Basics of k-NN Classification

Import Necessary Modules

%matplotlib notebook
import numpy as np
import matplotlib
import matplotlib.pyplot as plt
import pandas as pd
import sklearn
print('       Numpy version ' + str(np.__version__))
print('  Matplotlib version ' + str(matplotlib.__version__))
print('      Pandas version ' + str(pd.__version__))
print('     Sklearn version ' + str(sklearn.__version__))
       Numpy version 1.17.4
  Matplotlib version 3.1.1
      Pandas version 0.25.3
     Sklearn version 0.22.1

Open a small datafile with data related to fruit. Ity contains the mass, height, and width of a few samples of oranges, lemons, and apples. The heights were measured along the core, and the width was the largest dimension perpendicular to the height.

Load Data File

fruit_file = 'applied-classification/fruit_data_with_colors.txt'
fruits = pd.read_csv(fruit_file,
                     sep='\t')
fruits.info()
<class 'pandas.core.frame.DataFrame'>
RangeIndex: 59 entries, 0 to 58
Data columns (total 7 columns):
fruit_label      59 non-null int64
fruit_name       59 non-null object
fruit_subtype    59 non-null object
mass             59 non-null int64
width            59 non-null float64
height           59 non-null float64
color_score      59 non-null float64
dtypes: float64(3), int64(2), object(2)
memory usage: 3.4+ KB
fruits.head()

fruit_label fruit_name fruit_subtype mass width height color_score
0 1 apple granny_smith 192 8.4 7.3 0.55
1 1 apple granny_smith 180 8.0 6.8 0.59
2 1 apple granny_smith 176 7.4 7.2 0.60
3 2 mandarin mandarin 86 6.2 4.7 0.80
4 2 mandarin mandarin 84 6.0 4.6 0.79

color_score maps from the numerical values to color categories as follows:

Color Category color_score
Red 0.85 - 1.00
Orange 0.75 - 0.85
Yellow 0.65 - 0.75
Green 0.45 - 0.65

The following mapping from label to name makes it easier to interpret results.

labels = fruits['fruit_label'].unique()
names = fruits['fruit_name'].unique()
lookup_fruit_name = dict(zip(labels, names))
lookup_fruit_name
{1: 'apple', 2: 'mandarin', 3: 'orange', 4: 'lemon'}

Examine the Data

There are a few reaspons to examine the data as a first step:

  1. Inspecting feature values will help identify what cleaning and preprocessing is still required.
  2. The dataset may have missing data, noisy data, or inconsistencies such as the wrong data type being used for a column, incorrect units of measurement for a column, or too few examples of a particular class.
  3. Inspecting the data may make it clear that theproblem is solvable without machine learning.

Feature Pair Plot

First, plot a feature pair plot. This shows all possible pairs of features and produces a scatter plot for each pair, showing how the featres are correlated to each other or not. It also has histograms of the features on the main diagonal.

This is an ideal visualization for a few reasons:

  1. Immediately reveals the range of values as well as any outliers.
  2. May give an idea as to how likely it is that a machine learning algorithm could do well at predicting the different classes. This is driven by how well clustered and separated the different types of objects are in feature space. “Feature space” refers to the represetnation of an object using specific features that are in certain columns of the data we have.

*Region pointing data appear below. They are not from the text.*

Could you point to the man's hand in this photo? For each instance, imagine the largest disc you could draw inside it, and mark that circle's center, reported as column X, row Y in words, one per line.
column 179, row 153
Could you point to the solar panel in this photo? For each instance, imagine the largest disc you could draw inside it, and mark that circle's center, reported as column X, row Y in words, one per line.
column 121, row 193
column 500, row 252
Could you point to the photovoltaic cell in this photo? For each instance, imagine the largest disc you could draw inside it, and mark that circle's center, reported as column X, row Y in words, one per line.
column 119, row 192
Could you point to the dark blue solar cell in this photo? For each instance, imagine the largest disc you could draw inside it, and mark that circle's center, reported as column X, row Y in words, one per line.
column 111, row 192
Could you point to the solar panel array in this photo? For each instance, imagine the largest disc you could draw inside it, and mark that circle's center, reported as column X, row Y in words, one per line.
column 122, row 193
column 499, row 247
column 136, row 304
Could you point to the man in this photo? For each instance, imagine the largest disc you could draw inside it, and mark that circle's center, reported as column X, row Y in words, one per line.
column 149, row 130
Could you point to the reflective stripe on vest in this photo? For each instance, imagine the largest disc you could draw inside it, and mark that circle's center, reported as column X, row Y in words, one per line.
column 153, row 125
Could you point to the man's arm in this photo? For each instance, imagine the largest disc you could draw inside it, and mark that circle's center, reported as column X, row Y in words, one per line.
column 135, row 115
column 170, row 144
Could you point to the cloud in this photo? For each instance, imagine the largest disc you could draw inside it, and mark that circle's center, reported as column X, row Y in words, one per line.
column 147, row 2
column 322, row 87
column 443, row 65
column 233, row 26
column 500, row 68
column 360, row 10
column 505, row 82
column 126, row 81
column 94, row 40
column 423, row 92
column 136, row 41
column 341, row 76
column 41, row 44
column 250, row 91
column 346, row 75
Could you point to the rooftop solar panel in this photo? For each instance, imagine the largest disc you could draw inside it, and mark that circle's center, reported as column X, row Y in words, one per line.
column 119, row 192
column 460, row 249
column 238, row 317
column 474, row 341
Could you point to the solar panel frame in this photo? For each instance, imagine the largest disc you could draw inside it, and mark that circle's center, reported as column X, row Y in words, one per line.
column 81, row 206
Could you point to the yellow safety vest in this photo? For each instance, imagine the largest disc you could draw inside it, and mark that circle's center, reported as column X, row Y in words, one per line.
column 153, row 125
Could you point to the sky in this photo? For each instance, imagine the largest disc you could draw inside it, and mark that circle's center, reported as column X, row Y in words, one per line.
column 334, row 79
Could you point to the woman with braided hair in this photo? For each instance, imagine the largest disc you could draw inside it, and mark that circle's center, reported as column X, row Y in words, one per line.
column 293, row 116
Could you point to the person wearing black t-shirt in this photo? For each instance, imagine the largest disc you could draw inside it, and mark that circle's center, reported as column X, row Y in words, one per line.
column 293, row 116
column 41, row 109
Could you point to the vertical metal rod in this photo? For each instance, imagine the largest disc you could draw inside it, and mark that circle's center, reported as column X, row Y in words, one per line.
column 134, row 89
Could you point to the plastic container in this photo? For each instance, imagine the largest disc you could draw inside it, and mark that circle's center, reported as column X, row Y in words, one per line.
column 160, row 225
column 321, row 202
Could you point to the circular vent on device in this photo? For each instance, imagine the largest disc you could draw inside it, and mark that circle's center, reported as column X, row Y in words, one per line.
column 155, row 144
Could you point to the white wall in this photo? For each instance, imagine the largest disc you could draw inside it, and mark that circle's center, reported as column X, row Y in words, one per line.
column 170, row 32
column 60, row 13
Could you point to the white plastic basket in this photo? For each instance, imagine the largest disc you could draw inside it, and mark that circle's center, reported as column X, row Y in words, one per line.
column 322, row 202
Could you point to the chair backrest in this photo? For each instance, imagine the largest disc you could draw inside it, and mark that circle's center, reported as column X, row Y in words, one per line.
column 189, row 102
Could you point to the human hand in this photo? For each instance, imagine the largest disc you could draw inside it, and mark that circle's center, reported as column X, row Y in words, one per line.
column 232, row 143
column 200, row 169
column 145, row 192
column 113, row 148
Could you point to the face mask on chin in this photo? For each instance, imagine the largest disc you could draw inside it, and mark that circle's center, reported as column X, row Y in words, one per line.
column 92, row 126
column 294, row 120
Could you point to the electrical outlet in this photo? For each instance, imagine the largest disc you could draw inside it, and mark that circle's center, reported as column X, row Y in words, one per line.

Not that a pair plot does not show interactions between all features that might exist, just between pairs of them.

from pandas.plotting import scatter_matrix

Matplotlib’s cm contains various colormaps, which are used to change the colors in plots.

from matplotlib import cm
cmap = cm.get_cmap('gnuplot')
scatter = scatter_matrix(fruits[['height',
                                 'width',
                                 'mass',
                                 'color_score']],
                         c=fruits['fruit_label'],     # c is No longer listed as a parameter for panda's 
                         marker='o',                  # `scatter_matrix` as of version 25.3, so likely to be 
                         hist_kwds={'bins':15},       # deprecated soon.
                         figsize=(6,6),
                         cmap=cmap)
<IPython.core.display.Javascript object>

3D Scatterplot

We can also examine features that use a subset of three features by creating a three dimensional plot. We see below that the various fruits are well-separated in three-dimensional space as well.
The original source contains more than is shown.